Life magazine first published one of his photos, a Miscellany called A Bubble that has Ears, in 1957. Swanson temporarily gave up photography to become a commercial pilot. Following college, he worked for The Des Moines Register and the Davenport Democrat and he later signed a contract with New York's Black Star. Swanson worked for the Des Moines Register, where he shot "Man Alone", a photograph of a firefighter on a ladder engulfed in flames, which was recognized by the 1963 Pulitzer jury as "good on-the-spot work".

=== Vietnam ===
In 1966, Swanson went on assignment for Life to Vietnam, where he met his future wife, Germaine Loc; they married in 1969 in Vietnam and moved to the US in 1971. For his work in Vietnam, he was recognized as among the top military photographers by the project "A Day in the Life of the United States Armed Forces." Eventually Swanson became a White House photographer for Life until the magazine ended publication in 1972. Swanson stayed at the White House bureau and worked for such magazines as Fortune, People, and Time.

=== Later life ===
In April 1975, Swanson returned to Vietnam to bring his wife's family to the United States during the fall of Saigon.

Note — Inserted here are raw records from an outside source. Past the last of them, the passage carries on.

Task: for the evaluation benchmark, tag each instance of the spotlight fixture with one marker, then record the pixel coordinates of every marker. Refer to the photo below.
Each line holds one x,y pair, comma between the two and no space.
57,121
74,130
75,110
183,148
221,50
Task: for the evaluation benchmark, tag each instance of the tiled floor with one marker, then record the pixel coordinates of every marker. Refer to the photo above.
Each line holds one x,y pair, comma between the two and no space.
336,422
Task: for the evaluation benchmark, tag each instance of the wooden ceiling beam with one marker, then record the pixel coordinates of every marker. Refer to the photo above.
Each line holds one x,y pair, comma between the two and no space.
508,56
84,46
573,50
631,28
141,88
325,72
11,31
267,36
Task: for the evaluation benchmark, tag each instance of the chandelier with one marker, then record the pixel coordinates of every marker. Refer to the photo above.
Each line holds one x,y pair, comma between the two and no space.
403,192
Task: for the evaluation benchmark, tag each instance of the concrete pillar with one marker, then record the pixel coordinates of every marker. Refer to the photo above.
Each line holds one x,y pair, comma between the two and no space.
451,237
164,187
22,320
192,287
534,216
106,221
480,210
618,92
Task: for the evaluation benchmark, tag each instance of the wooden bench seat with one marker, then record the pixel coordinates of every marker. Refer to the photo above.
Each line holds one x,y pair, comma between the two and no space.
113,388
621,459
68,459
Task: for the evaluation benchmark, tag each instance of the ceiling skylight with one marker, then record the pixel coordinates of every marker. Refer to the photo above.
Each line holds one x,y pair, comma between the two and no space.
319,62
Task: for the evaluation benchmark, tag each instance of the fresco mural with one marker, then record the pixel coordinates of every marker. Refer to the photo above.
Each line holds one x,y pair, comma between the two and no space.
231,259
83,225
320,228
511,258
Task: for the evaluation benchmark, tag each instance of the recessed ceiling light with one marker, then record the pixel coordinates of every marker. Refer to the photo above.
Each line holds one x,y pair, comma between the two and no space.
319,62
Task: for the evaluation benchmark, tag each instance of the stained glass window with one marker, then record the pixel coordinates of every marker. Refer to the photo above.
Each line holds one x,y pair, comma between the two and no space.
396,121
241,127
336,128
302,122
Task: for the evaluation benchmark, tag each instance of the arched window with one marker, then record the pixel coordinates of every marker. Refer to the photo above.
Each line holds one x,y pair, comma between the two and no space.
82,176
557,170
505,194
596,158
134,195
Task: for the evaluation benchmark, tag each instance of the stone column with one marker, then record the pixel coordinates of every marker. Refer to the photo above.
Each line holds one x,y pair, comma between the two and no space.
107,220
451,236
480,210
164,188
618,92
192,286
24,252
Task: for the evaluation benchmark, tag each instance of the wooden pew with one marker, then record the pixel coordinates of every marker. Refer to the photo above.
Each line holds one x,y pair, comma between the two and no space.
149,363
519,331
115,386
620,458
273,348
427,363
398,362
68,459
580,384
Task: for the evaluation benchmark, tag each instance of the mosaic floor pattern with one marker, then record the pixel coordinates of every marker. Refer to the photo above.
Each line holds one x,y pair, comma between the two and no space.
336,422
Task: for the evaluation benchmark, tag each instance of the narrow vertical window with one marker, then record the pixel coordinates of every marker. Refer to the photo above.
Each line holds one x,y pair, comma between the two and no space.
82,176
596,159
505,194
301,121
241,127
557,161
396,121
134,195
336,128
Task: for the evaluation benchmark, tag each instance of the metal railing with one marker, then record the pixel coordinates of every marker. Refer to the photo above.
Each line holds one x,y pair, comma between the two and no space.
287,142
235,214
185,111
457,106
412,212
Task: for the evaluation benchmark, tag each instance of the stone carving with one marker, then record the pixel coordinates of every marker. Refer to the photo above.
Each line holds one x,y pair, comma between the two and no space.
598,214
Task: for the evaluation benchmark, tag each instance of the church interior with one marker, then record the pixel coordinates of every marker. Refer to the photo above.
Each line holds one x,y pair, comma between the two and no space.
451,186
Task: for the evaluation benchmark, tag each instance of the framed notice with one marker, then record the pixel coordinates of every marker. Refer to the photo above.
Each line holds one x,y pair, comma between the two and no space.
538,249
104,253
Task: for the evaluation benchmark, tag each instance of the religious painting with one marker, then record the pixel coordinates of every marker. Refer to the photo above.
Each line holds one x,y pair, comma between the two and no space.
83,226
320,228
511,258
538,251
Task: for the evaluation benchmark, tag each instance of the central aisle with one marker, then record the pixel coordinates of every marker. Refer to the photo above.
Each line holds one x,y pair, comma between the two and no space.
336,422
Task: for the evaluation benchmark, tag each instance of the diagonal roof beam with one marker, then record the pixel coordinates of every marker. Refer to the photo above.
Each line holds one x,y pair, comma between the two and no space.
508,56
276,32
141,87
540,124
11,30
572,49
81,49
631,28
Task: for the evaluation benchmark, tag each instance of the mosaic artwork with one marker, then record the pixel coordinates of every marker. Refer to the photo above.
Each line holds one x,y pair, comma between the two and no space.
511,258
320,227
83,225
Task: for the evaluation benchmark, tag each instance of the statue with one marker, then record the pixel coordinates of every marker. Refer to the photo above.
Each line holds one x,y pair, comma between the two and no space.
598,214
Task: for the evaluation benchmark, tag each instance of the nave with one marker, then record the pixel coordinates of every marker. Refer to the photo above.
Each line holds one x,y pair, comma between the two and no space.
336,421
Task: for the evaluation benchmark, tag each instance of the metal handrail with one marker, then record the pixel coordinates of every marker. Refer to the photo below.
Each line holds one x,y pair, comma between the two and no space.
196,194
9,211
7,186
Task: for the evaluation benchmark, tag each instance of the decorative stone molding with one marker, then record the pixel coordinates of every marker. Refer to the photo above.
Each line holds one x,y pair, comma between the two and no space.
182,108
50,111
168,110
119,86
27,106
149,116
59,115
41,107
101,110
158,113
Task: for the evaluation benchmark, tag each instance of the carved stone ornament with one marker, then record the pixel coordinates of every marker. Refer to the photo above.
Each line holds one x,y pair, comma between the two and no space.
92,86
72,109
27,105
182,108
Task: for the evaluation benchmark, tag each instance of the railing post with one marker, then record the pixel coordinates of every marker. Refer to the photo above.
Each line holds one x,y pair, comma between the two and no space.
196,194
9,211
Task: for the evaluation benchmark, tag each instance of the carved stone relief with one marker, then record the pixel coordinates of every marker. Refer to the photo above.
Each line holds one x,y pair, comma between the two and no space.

He took time off from photography in the late 1970s to help his wife open a Washington DC restaurant which was popular in 1979.

Around 1980, Swanson began working for National Geographic, Newsweek and The Washington Post as a freelance photographer. Currently he uses Final Cut Pro for all his work and is a producer of films for the Video Action Fund.

==Awards==
During Swanson's career he received awards from such companies as World Press and NPPA. His work was added to the permanent collection of the Museum of Modern Art and he contributed to the Corcoran Gallery of Art's exhibition entitled "The Indelible Image" in 1986. Some of his work is in a collection at the Dolph Briscoe Center for American History, University of Texas at Austin. That collection contains over 3,000 photographs and negatives shot from 1959 - 1994. His work is also in the LIFE Image Collection owned by Getty Images.